In addition, Maloob, Zaap, Ayatsil, Xanab and Ku are the largest producing fields in Pemex’s portfolio; those are responsible for around 808,000 barrels per day of crude; which stands for 48% of the total production from the state oil company. According to S&P, Pemex operates a total of 209 fields.

On the other hand, Pemex has been unable to meet its own production goals for years; in fact, is known for being the world most indebted state oil company. Therefore, it has been revised down two times during the AMLO administration, by grading firms.

Furthermore, AMLO pledged in 2018, when he entered office, to bring up Pemex’s production to 2,4 million b/d; a figure not seen since 2014. AMLO lowered that mark to 2 million b/d in March, arguing it was better not to over exploit the reservoirs for the benefit of future generations.

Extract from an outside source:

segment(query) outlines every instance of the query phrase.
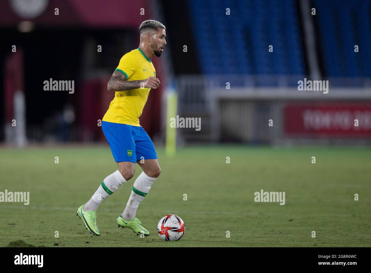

However, during the OPEC talks last week, when the petroleum cartel agreed on oil production increases; Mexico told OPEC it wouldn’t reach the 2 million mark; and it would try to hit average 1,753 barrels day until the end of 2022.

Finally, the output from privates most likely help Pemex to reach 1,83 million b/d by 2022, according to S&P Global Platts experts. By 2025 production may rise again, after Talos Energy and BHP begin producing oil in the country.